We modeled an appropriate response to offensive speech after The Primary
Source published its parody of a Christmas carol questioning the
academic qualifications of our minority students. This approach – people
speaking strongly and clearly in response to offensive speech – was far
more powerful than any decision of a student-faculty committee. It was
through our collective voice that we affirmed our community values.

While Tufts is a private institution and not technically bound by First
Amendment guarantees, it is my intention to govern as President as if we
were. To put it another way, I believe that students, faculty, and staff
should enjoy the same rights to freedom of expression at Tufts as they
would if they attended or worked at a public university.

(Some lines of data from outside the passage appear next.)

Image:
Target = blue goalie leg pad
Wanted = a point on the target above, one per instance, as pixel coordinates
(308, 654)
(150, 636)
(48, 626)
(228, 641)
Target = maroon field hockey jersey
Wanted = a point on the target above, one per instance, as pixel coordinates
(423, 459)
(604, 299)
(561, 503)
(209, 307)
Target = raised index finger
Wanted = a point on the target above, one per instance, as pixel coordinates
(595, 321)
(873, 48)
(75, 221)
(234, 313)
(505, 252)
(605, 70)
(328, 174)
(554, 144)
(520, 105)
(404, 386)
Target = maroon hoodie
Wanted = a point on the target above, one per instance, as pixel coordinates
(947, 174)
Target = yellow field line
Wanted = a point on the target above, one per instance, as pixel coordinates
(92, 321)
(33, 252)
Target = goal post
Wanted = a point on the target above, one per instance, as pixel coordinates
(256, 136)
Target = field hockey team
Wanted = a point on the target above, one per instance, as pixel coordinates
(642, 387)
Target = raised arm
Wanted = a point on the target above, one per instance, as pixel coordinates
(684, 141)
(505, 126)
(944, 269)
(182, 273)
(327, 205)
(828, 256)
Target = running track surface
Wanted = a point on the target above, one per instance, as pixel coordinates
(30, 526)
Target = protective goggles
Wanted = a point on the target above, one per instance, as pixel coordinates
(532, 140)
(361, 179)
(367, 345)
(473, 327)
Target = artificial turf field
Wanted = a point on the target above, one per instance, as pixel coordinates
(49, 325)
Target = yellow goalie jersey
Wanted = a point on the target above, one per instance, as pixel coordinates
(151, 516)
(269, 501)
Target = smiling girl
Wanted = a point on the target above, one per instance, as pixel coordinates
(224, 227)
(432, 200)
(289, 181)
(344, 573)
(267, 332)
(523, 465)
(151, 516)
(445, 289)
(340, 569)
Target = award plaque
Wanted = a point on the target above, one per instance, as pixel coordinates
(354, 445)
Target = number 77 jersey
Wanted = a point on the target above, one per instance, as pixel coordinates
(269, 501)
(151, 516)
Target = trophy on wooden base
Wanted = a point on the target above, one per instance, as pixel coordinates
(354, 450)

With the
exception of the recent CSL decision, we have operated in the past as if
such rights applied. I will work with the Board of Trustees to formalize
this policy.

During the McCarthy era, a number of university presidents in the United
States failed to defend the principle of freedom of expression.
Students, faculty, and staff paid for this equivocation as the
government sought to purge college campuses of those expressing
particularly unpopular opinions. We must be vigilant in defending
individual liberties even if it means that from time to time we must
tolerate speech that violates our standards of civility and respect.